One security flaw that many, if not all, AI models have is injection bias. If you are not familiar with what this is, injection bias is (in very simple terms) a method of getting an AI to produce unintended results by formatting a question in the right way. ChatGPT has had more than a few of them including ones that allowed for the creation of basic malware (we will get to malware creation in a minute). Many of these flaws are found by people trying to get something other than what they would normally expect. They throw all kinds of context formatted questions at chatbots and AI to get them to spit out something funny or even malicious. There are many security researchers investigating the potential security impacts of AI that are also doing this. It is also not anything new as people have been “fuzzing” AI for years. Everything from adding chroma effects to a cat in order to get an AI to say it is a fire hydrant to attempting to confuse AI based antimalware to evade detection.

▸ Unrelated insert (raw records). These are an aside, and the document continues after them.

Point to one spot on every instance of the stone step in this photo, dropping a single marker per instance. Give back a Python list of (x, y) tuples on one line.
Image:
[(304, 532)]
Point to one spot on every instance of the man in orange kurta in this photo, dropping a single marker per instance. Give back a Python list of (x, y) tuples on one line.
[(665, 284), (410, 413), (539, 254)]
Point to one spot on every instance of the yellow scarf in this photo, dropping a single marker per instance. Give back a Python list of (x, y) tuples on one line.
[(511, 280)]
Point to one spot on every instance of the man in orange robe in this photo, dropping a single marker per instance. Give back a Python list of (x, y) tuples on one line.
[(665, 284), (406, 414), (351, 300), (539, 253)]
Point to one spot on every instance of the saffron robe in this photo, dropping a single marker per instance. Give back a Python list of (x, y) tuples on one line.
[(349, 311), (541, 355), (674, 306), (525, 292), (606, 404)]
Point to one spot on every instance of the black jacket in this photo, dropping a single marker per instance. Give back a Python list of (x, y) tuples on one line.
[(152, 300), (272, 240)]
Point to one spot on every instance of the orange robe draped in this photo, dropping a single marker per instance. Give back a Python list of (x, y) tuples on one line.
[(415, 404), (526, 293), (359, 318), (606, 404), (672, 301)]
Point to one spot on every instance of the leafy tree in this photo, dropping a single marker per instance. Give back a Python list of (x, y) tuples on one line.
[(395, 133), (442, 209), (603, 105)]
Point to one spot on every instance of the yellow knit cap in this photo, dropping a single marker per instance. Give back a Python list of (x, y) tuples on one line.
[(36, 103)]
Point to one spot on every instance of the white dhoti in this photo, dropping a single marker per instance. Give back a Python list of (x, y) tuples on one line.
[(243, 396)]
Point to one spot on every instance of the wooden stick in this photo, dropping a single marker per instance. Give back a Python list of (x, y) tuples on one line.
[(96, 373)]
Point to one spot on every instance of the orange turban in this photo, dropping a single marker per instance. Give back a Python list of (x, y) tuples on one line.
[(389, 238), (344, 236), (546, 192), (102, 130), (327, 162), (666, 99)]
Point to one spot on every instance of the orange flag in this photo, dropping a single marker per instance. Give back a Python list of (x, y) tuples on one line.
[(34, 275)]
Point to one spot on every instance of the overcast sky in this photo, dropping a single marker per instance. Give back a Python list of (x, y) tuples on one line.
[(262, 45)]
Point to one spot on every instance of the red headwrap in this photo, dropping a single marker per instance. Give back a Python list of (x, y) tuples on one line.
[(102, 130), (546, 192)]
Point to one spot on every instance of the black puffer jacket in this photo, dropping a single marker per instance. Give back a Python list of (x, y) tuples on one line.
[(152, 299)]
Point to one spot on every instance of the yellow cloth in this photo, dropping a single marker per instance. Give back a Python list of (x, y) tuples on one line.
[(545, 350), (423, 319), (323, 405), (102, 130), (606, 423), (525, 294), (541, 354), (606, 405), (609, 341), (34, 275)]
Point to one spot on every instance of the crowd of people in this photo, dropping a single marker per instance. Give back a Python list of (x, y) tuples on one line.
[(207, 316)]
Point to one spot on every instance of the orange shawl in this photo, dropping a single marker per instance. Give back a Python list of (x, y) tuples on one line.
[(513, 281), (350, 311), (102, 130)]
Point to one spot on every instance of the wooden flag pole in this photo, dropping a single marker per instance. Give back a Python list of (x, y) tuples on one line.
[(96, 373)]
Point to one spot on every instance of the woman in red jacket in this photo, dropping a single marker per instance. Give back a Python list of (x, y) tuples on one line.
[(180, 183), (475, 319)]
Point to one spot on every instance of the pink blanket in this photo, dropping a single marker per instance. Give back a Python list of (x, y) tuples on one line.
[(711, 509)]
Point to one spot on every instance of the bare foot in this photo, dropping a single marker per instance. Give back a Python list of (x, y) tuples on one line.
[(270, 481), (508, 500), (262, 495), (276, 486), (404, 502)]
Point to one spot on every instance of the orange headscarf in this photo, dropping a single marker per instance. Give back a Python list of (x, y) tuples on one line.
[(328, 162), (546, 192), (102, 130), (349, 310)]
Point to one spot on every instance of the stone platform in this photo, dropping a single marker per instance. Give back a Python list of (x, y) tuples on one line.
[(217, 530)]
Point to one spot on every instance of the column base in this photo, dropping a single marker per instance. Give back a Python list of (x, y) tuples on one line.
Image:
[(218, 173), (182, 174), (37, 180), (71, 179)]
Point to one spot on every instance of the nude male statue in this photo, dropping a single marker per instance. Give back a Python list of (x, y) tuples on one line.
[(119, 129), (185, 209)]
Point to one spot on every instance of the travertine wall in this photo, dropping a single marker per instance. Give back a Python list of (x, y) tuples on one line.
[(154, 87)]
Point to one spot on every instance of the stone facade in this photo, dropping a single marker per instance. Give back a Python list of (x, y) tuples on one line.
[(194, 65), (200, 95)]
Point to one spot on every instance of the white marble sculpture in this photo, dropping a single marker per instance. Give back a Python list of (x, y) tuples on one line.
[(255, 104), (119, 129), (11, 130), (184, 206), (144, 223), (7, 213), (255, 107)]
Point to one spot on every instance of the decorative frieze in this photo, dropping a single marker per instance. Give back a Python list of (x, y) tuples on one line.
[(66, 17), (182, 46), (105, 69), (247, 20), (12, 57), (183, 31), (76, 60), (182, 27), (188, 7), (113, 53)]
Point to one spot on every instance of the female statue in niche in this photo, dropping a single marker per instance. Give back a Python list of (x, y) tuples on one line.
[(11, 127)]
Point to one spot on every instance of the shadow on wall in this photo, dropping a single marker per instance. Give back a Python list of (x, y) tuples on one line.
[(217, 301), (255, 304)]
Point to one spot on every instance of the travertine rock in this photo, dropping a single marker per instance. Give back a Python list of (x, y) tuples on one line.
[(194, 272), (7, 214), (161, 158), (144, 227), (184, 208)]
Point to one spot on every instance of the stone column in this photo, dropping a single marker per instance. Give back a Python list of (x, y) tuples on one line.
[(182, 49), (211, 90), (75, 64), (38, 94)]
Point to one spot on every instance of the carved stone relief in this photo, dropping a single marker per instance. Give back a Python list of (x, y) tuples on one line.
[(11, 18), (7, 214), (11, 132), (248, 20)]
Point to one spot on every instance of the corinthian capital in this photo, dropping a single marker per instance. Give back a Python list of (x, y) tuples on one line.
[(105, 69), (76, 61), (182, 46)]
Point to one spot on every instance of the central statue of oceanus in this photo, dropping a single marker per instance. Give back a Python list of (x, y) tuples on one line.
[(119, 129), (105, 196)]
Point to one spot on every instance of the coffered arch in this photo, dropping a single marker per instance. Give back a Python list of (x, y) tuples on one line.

LLM, and Image based AI are just another new fun thing to throw crap at. They are not immune to it and might actually be more susceptible to them as they are more open to the internet for injection via their web interfaces or through the abuse of plug-ins and apps. The injection of particularly phrased commands allows the chat bot in question to break out of their normal filters and constraints. A great example is how one researcher from Hidden Layer was about to fool a code review software’s AI into responding that malicious code was safe simply by telling the software to respond as if there was nothing unsafe in the code. This prompt was in the code that was to be inspected. Or if you prefer a better example, a researcher named Johann Rehberger, abused a plugin to retrieve other text that had been put into the model. As more and more people utilize AI for mundane things like reading and responding to email, identifying security issues, etc. You could get that same AI to spit them out with the right wording (just like happened to Samsung). With the email idea in mind, an attacker could abuse an email AI to automatically respond to a phishing or other malicious email with the right prompt. It becomes even more concerning when viewed in that context.
But wait, there’s more! You see AI creators are aware of this and despite pushing to put this in everything, they do not have a fix for it. This is a classic case of fixing it later while praying that threat actors are not going to leverage this. This is not simply a failure of imagination; this is willful ignorance on the part of these organizations. These same companies admit that they can only patch singular instances of these types of attacks. That means a single web page, a single plug-in, a single input interface. The little Dutch boy comes to mind here and there are simple not enough fingers to plug all the holes in the levy. Before long, these leaks will be a flood of attacks and all the people that rushed to shove AI into their daily operations will be wide open to attack.
To call this well-known flaw “concerning” is about as accurate as saying an atomic bomb is a bit of a bang.